Le conseil génétique repose sur trois piliers fondamentaux: (1) une composante diagnostique, sans laquelle tout conseil s’appuie sur des prémisses douteuses; (2) une évaluation des risques, qui peut s’avérer simple dans certaines situations, mais complexe dans d’autres; et (3) un rôle de soutien, qui garantit que les personnes qui consultent peuvent bénéficier du conseil et des différentes options de traitement et de prévention disponibles [2].
Le conseil génétique au sens strict, d’après les pays anglo-saxons, représente un processus qui aide une personne à comprendre les implications médicales, psychologiques et familiales des facteurs génétiques d’une affection, et à s’y adapter [3]. Un conseil génétique fournit des informations scientifiques et médicales précises et actualisées. Il tient compte des antécédents médicaux individuels et familiaux, ainsi que de la dimension psychosociale.
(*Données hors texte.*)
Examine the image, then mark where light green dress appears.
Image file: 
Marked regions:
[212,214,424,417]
Il inclut également le soutien aux personnes atteintes ou qui demandent conseil pour la transmission d’informations génétiques à d’autres membres de la famille (American society of human genetics, 1975).
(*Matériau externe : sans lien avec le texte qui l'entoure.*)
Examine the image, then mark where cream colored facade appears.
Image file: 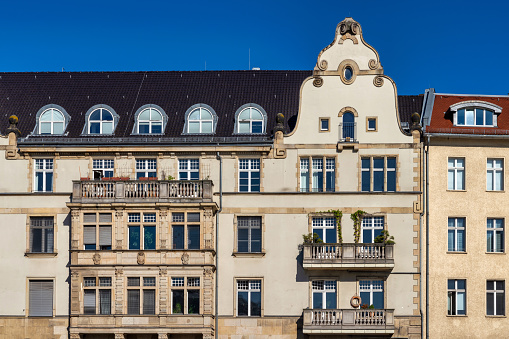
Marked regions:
[0,18,422,339]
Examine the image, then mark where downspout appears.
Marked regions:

Le conseil génétique repose sur plusieurs principes fondamentaux: la qualité des informations fournies, le respect du droit à l’autodétermination de l’individu et la non-directivité. Il sert à transmettre des connaissances et des informations complexes sous une forme compréhensible, adaptée et utile pour la personne qui le sollicite. Il lui fournit alors les moyens de prendre ses décisions de manière libre et éclairée, en tenant compte de ses convictions et valeurs, ainsi que de faits et conséquences propres à sa situation. Le principe de non-directivité vise à garantir le respect de l’autonomie et des choix de l’individu, ce qui ne veut pas dire qu’il faut rester vague ou présenter tellement d’options que la personne conseillée ne sera plus en mesure de prendre une décision [2]. Le conseil génétique doit également assurer le soutien psychologique des personnes ou des familles confrontées à une maladie ou un risque génétique [2].
Étant donné qu’une affection génétique peut comporter un risque de récurrence chez la descendance, le conseil génétique doit aborder des questions de reproduction telles que les options de dépistage et de diagnostic prénatal ou les tests génétiques préimplantatoires. Comme les informations génétiques peuvent également être importantes pour d’autres membres de la famille, le conseil génétique doit également évaluer les risques potentiels pour la famille et identifier les apparentés qui pourraient bénéficier de ces informations. La communication au sein de la famille se trouve ainsi encouragée, de sorte que d’autres membres de la famille puissent être à leur tour personnellement conseillés. Mais il convient également de respecter leur «droit de ne pas savoir», c’est-à-dire la décision de ne pas connaître leurs risques génétiques potentiels. Dans le contexte des tests présymptomatiques, le conseil génétique suit des directives cliniques internationales établies [4].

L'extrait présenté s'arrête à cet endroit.